Mengingatkan agar tidak membawa barang besar dan berat

Melarang kembali ke gedung untuk mengambil barang yang tertinggal

5) Mengadakan checking jumlah penghuni untuk meyakinkan tidak ada orang

yang tertinggal

6) Menghitung dan mengevaluasi korban yang terluka jika ada

d. Pasca Bencana

Rehabilitatif

Fase rehabilitasi umumnya berlangsung selama 1 bulan dan diikuti fase rekontruksi

selama 6 bulan.

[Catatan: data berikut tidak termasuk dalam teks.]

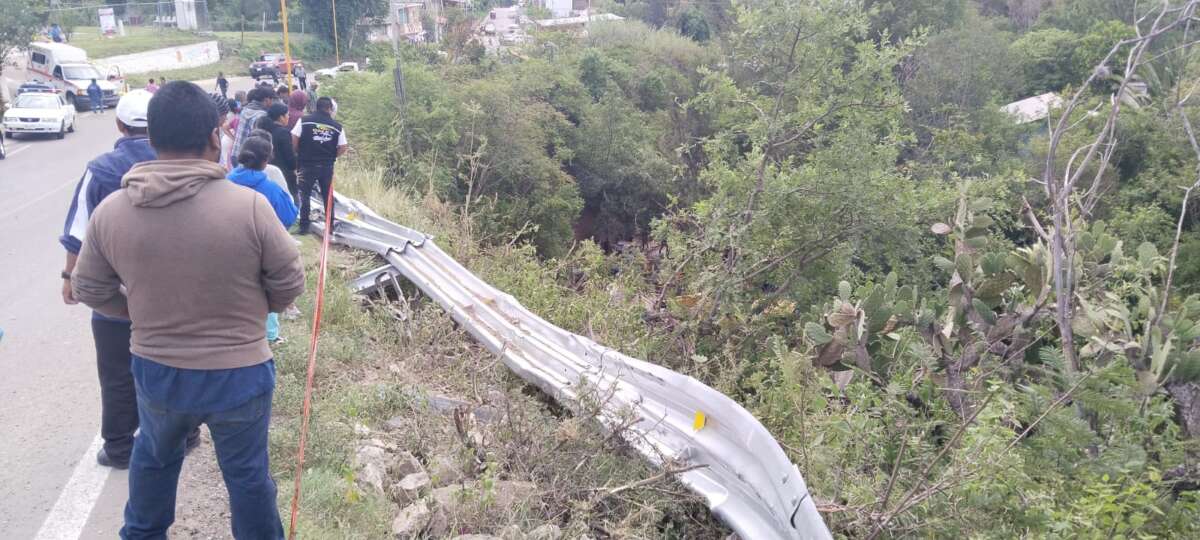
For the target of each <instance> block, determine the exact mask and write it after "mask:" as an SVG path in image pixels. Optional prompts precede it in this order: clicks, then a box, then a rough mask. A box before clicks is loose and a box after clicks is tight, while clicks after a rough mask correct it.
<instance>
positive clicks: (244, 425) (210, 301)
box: [71, 82, 305, 540]
mask: <svg viewBox="0 0 1200 540" xmlns="http://www.w3.org/2000/svg"><path fill="white" fill-rule="evenodd" d="M148 120H149V121H148V130H149V134H150V144H151V145H152V146H154V149H155V151H156V152H157V155H158V160H156V161H150V162H143V163H138V164H137V166H134V167H133V168H132V169H131V170H130V172H128V173H127V174H126V175H125V179H124V186H125V188H122V190H120V191H118V192H116V193H114V194H113V196H110V197H108V198H107V199H104V202H103V203H102V204H101V205H100V208H97V209H96V211H95V212H94V214H92V216H91V222H90V223H89V226H88V240H86V242H84V245H83V251H82V252H80V253H79V259H78V263H77V264H76V270H74V275H73V277H72V282H71V283H72V293H73V294H74V298H77V299H78V300H79V301H82V302H84V304H86V305H89V306H91V307H92V308H95V310H98V311H100V312H101V313H103V314H106V316H109V317H125V318H130V319H132V320H133V326H132V328H133V336H132V353H133V355H132V356H133V358H132V361H131V370H132V372H133V379H134V382H136V384H137V395H138V414H139V416H140V421H142V424H140V430H139V431H138V434H137V438H136V439H134V442H133V457H132V461H131V462H130V480H128V481H130V498H128V503H127V504H126V506H125V527H122V528H121V538H122V539H126V540H132V539H164V538H167V530H168V529H169V528H170V524H172V522H174V518H175V488H176V486H178V482H179V472H180V467H181V466H182V461H184V446H185V439H186V436H187V432H190V431H191V430H193V428H196V427H197V426H199V425H200V424H206V425H208V426H209V432H210V433H211V434H212V443H214V446H215V448H216V454H217V462H218V463H220V464H221V473H222V476H223V478H224V482H226V487H227V488H228V491H229V509H230V514H232V521H233V536H234V538H239V539H282V538H283V526H282V523H281V522H280V515H278V510H277V508H276V487H275V481H274V480H272V479H271V475H270V470H269V457H268V426H269V424H270V415H271V414H270V413H271V395H272V392H274V389H275V364H274V361H272V354H271V349H270V347H269V346H268V343H266V338H265V337H266V336H265V329H264V324H263V322H264V320H265V319H266V313H268V312H271V311H280V310H283V308H284V307H286V306H287V305H288V304H290V302H292V301H293V300H295V299H296V298H298V296H299V295H300V294H301V293H302V292H304V284H305V282H304V268H302V265H301V264H300V253H299V251H298V250H296V246H295V244H294V242H293V241H292V238H290V236H289V235H288V233H287V232H286V230H284V229H283V226H281V224H280V222H278V218H276V217H275V211H274V210H272V209H271V205H270V203H268V200H266V198H264V197H263V196H262V194H259V193H257V192H254V191H251V190H247V188H245V187H241V186H238V185H235V184H233V182H230V181H228V180H226V178H224V176H226V173H224V169H222V168H221V166H220V164H217V163H216V160H217V152H218V151H220V142H218V137H220V133H218V128H217V125H218V119H217V109H216V106H214V103H212V100H210V98H209V95H208V94H205V92H204V90H200V88H199V86H197V85H194V84H192V83H185V82H174V83H170V84H167V85H164V86H162V88H161V89H158V92H157V94H156V95H155V96H154V98H152V100H150V106H149V112H148Z"/></svg>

Tahapan pada fase ini adalah:

a. inventarisasi dan dokumentasi kerusakan sarana dan prasarana sumber daya,

kerusakan lingkungan, korban jiwa, dan perkiraan kerugian yang ditimbulkan;

b. merencanakan dan melaksanakan program pemulihan, berupa: rehabilitasi,

rekonstruksi atau pembangunan baru sarana dan prasarana sumber daya air; dan

memperbaiki prasarana dan pelayanan dasar fisik, pendidikan, kesehatan, kejiwaan,

ekonomi, sosial, budaya, keamanan, lingkungan, prasarana transportasi,

penyusunan kebijakan dan pembaharuan struktur penanggulangan bencana di

pemerintahan.

Rekonstruksi

Page 17: Disaster Plan

Fase ini meliputi pembangunan prasarana dan pelayanan dasar fisik, umum,

pendidikan, kesehatan, ekonomi, sosial, budaya, keamanan, lingkungan,

pembaharuan rencana tata ruang wilayah, sistem pemerintahan dan lainnya yang

memperhitungkan faktor risiko bencana.